The advantage of many CNC machines is their ability to operate unattended throughout the entire machining cycle, providing the operator with the freedom to engage in other tasks. This not only reduces operator fatigue but also minimizes errors resulting from operational mistakes. Additionally, it ensures a consistent and predictable machining time for each workpiece. As the machine operates under program control, the skill level required of the CNC operator is lower compared to a machinist using conventional machine tools.
At the core of CNC functionality lies motion control—a fundamental and essential aspect. All types of CNC equipment feature two or more axes for precise and automatic positioning along their respective lengths of travel. Unlike conventional machines that rely on manual cranks and handwheels for motion, CNC machines utilize servomotors controlled by the CNC and guided by the part program. This allows for programmable motion types, such as rapid, linear, and circular, specifying the axes to move, the extent of motion, and the feed rate, in almost all CNC machine tools.
The execution of a CNC command involves the control system instructing the drive motor through a program to rotate a precise number of times. The rotation of the drive motor, in turn, moves the ballscrew, which drives the linear axis. A feedback device at the opposite end of the ballscrew confirms the completion of the commanded rotations, ensuring precision.
While a simple analogy to a table vise's linear motion helps illustrate the concept, the precision of a CNC machine's linear axis is far superior. The number of revolutions of the axis drive motor precisely dictates the amount of linear motion along the axis.
Understanding the programmable motion directions (axes) is crucial for CNC programmers. The axis names vary between machine tool types and are denoted by letter addresses, with common names like X, Y, Z, U, V, and W for linear axes, and A, B, and C for rotary axes. Programs consist of commands, and commands consist of words, each with a letter address and a numerical value.

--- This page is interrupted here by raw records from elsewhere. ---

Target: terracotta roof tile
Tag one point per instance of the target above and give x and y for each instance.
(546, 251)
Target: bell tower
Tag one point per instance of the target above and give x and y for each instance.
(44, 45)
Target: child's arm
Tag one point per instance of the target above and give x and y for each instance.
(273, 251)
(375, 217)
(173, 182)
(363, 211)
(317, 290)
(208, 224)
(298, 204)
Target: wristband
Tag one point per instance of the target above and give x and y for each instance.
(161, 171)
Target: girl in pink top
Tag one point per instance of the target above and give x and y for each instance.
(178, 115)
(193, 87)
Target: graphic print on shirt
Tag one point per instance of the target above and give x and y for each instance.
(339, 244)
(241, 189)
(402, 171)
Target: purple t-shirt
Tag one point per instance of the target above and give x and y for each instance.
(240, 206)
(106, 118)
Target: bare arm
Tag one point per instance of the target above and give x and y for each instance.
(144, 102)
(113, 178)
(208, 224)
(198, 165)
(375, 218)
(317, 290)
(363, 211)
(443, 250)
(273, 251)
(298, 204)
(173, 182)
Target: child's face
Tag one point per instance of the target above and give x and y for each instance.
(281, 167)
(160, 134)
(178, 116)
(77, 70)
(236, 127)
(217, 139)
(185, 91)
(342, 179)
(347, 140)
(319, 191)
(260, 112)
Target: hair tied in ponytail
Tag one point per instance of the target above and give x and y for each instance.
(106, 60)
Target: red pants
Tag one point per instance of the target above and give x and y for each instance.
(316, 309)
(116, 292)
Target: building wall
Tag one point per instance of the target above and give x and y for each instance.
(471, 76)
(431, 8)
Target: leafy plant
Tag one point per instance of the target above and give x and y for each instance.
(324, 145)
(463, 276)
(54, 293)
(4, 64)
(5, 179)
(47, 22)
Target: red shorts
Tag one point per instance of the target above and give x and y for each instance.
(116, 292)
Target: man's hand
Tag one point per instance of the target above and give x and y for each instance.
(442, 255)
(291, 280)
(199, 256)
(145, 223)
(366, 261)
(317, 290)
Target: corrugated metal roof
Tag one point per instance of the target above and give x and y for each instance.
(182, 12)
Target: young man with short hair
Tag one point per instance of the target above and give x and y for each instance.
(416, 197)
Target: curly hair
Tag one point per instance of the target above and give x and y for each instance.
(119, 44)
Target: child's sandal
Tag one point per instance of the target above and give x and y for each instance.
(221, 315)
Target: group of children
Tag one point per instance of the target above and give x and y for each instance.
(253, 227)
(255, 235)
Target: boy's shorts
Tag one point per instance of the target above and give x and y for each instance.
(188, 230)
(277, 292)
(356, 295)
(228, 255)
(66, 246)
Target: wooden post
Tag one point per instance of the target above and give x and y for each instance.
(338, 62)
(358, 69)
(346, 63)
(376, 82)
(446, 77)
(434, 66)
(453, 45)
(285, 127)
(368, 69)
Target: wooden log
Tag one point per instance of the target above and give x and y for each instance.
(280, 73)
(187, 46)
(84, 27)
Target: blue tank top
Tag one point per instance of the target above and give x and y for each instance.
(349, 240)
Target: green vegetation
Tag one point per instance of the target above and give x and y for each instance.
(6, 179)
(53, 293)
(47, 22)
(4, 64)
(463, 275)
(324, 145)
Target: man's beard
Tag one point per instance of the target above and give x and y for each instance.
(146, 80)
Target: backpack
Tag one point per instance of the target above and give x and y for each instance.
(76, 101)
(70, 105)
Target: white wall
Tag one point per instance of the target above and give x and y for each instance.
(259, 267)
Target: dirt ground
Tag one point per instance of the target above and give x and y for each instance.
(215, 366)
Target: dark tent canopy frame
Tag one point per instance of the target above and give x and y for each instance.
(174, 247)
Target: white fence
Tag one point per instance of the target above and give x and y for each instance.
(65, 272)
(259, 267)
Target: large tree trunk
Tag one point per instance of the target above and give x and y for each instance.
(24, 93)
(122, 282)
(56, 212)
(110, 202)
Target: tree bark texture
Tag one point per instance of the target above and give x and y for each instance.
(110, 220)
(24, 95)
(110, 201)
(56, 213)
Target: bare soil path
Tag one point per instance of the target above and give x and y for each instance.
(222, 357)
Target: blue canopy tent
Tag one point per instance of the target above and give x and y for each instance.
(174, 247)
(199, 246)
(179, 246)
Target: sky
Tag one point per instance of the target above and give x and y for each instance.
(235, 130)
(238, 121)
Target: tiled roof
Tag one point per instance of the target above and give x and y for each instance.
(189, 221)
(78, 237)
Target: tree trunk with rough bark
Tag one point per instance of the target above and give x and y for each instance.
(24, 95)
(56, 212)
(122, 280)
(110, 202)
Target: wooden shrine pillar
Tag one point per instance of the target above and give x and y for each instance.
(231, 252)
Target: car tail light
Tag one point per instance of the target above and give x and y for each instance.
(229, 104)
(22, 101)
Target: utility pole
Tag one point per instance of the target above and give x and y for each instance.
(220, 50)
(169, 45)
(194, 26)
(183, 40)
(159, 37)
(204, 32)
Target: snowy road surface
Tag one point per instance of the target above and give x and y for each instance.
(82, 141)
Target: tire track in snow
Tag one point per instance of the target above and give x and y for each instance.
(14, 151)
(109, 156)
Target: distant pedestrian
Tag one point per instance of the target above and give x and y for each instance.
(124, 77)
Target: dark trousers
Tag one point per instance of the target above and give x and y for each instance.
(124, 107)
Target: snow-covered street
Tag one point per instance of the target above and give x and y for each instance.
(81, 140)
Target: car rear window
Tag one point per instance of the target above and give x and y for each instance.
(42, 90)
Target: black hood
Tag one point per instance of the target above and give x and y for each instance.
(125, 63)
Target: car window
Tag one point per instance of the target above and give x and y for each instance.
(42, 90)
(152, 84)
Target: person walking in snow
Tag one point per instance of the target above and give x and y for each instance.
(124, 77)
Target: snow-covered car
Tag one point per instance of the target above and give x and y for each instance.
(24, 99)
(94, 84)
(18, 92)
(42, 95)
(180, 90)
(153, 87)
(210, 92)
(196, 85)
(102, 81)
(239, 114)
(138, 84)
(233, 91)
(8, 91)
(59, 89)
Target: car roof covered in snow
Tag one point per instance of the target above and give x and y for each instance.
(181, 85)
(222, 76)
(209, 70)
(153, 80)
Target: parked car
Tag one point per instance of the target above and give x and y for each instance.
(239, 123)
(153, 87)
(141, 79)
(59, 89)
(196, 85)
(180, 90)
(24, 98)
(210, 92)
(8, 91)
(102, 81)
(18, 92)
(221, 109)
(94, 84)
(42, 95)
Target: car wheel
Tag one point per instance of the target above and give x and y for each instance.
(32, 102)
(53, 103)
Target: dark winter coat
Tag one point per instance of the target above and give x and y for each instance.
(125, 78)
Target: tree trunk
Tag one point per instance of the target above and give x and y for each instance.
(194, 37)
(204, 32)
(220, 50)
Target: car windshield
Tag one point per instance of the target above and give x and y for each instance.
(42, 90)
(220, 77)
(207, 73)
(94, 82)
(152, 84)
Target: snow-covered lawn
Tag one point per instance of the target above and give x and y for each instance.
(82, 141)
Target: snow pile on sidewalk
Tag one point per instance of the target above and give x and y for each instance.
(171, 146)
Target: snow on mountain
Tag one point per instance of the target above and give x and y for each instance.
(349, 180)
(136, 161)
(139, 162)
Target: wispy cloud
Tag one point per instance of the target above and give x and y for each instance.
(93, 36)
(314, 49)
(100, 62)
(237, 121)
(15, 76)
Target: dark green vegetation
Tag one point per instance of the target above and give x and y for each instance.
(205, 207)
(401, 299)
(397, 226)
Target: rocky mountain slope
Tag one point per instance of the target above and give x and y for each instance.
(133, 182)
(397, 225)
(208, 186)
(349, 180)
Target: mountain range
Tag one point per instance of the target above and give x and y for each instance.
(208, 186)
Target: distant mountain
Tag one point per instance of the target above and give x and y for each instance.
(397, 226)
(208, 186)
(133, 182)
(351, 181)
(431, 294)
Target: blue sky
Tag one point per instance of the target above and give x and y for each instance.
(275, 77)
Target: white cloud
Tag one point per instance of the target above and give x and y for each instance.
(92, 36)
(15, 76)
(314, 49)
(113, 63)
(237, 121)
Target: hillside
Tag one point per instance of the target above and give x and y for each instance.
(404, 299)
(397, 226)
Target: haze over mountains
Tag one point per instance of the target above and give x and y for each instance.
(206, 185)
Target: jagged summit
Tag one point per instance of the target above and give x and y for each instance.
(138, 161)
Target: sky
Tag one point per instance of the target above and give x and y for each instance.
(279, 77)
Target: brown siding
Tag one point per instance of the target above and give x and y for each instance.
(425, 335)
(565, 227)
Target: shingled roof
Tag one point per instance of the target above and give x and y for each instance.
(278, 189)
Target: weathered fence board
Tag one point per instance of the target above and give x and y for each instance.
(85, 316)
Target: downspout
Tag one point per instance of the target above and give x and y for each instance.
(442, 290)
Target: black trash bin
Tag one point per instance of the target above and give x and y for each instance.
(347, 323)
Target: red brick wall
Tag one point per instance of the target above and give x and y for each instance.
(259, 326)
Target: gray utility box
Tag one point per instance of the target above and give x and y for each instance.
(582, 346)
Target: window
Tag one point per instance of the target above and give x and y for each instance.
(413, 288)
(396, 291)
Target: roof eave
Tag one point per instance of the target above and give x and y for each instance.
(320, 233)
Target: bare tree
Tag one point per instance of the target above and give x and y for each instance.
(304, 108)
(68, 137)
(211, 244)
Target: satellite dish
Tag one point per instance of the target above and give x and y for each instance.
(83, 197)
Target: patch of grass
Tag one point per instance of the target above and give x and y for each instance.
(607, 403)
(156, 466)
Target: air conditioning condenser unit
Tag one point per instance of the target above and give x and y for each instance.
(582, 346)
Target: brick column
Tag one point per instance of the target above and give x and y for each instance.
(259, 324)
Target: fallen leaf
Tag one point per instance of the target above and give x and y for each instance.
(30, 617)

CNC control manufacturers may differ in how they determine word names, requiring reference to the manufacturer's programming manual for clarity.
A brief list of some common word types includes:
- O: Program number (used for program identification)
- N: Sequence number (used for line identification)
- G: Preparatory function
- X, Y, Z: Linear axis designations
- R: Radius designation
- F: Feedrate designation
- S: Spindle speed designation
- H: Tool length offset designation
- D: Tool radius offset designation
- T: Tool designation
- M: Miscellaneous function
Rotary axis departures also require a letter address (usually A, B, or C) along with the endpoint specified in degrees.
The three most basic motion types in CNC machines are:
Rapid Motion (Positioning): Used to command the machine's fastest possible rate, minimizing non-productive time during the machining cycle. Common applications include positioning the tool to and from cutting positions, moving to clear clamps and obstructions, and any non-cutting motion during the program.
Straight Line Motion: Enables the programmer to command perfectly straight line movements, as discussed in linear interpolation. This motion type allows the specification of the motion rate (feed rate) during the movement and can be employed for straight cutting movements, such as drilling, turning straight diameters, faces or tapers, and milling straight surfaces.
Circular Motion: Causes the machine to move in a circular path, generating radii during machining. This motion type, discussed in circular interpolation, maintains feed rate considerations made in straight-line motion.